Salisbury DF, Shenton ME, Nestor PG, McCarley RW
Clin Neurophysiol 2002 Mar;113(3):383-95
OBJECTIVES: It is controversial whether a semantic processing bias for strong associates is present in schizophrenia, and unknown whether the language abnormalities observed in schizophrenia can be attributed to dysfunctions early or late in cognitive processing. Combined behavioral and event-related potential (ERP) data can indicate the nature and timing of such abnormalities.
METHODS: Sensibility judgements of dominant and subordinate homograph sentences were measured in 12 schizophrenia patients and 13 normal controls.

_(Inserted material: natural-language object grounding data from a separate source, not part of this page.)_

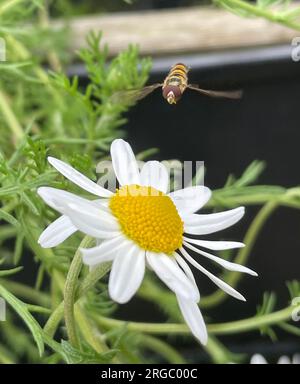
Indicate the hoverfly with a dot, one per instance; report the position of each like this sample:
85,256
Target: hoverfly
173,88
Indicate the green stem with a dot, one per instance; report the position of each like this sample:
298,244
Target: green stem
8,5
10,118
88,332
70,291
52,323
217,351
231,328
25,292
233,278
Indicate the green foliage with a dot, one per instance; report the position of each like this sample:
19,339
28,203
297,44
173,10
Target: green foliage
44,112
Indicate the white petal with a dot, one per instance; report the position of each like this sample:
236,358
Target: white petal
220,283
172,275
224,263
215,245
78,178
106,251
258,359
124,163
91,220
204,229
155,174
127,273
57,232
211,218
193,317
187,270
190,199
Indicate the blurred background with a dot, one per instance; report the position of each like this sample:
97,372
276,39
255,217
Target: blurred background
231,53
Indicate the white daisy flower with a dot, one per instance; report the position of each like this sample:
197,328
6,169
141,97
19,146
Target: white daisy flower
259,359
140,225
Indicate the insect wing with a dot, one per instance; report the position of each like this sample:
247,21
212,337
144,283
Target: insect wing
132,95
226,94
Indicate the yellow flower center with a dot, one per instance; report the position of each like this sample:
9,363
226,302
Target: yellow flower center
148,217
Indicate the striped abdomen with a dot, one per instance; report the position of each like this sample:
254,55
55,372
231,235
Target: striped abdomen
175,83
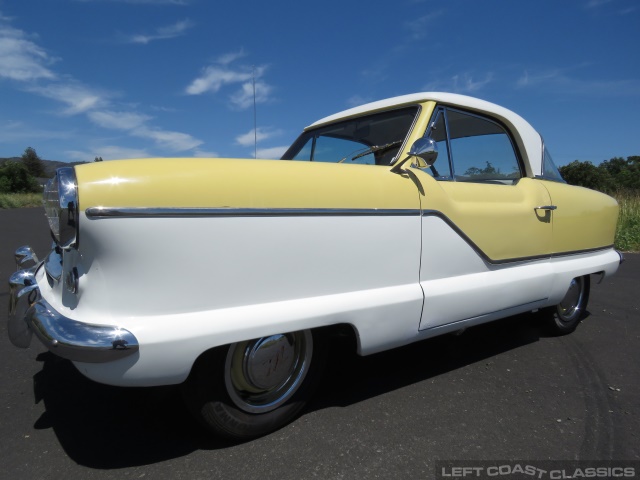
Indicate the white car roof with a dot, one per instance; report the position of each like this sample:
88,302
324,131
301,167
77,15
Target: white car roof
528,139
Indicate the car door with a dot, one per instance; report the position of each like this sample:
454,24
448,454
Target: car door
486,229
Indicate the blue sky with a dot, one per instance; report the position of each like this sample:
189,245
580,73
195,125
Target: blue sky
172,78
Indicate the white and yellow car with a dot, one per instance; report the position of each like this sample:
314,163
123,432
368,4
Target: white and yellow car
402,220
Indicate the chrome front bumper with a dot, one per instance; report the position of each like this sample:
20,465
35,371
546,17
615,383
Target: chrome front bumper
78,341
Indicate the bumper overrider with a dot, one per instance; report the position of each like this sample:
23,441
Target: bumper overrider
29,313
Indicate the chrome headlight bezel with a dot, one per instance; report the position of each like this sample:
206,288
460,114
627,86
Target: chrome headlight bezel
61,207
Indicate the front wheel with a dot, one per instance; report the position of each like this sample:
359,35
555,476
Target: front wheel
252,388
565,317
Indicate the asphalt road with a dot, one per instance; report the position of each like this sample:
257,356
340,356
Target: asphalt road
502,391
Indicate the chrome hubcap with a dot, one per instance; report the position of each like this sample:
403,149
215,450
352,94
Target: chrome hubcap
571,304
262,374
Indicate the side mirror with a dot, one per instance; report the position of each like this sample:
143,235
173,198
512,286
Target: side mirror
425,149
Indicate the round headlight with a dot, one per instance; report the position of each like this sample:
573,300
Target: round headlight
61,206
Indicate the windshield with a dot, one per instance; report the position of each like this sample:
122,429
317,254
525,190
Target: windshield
373,139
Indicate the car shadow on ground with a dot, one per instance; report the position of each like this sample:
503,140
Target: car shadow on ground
108,427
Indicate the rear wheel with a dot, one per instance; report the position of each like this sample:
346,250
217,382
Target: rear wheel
565,317
252,388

ERPs were recorded to the disambiguating sentence-ending word.
RESULTS: All subjects showed greatest misinterpretation of subordinate homograph sentences, but schizophrenia patients particularly misinterpreted these sentence types. For control subjects, subordinate homograph sentences that were classified as nonsensical showed greater N400 than those classified as sensible. By contrast, the N400 of patients was large, regardless of the sensibility judgement–patients’ brains initially responded to all subordinate sentences as if nonsensical. These data are consonant with a semantic bias. However, the patients’ N400 to dominant homograph sentence endings was also larger than that of controls, a finding not consonant with a semantic bias.
CONCLUSIONS: The behavioral results indicate a selective comprehension abnormality in schizophrenia dependent on the content of verbal memory. The ERP results suggest a pervasive contextual memory failure. A semantic activation decay model is proposed to explain these results.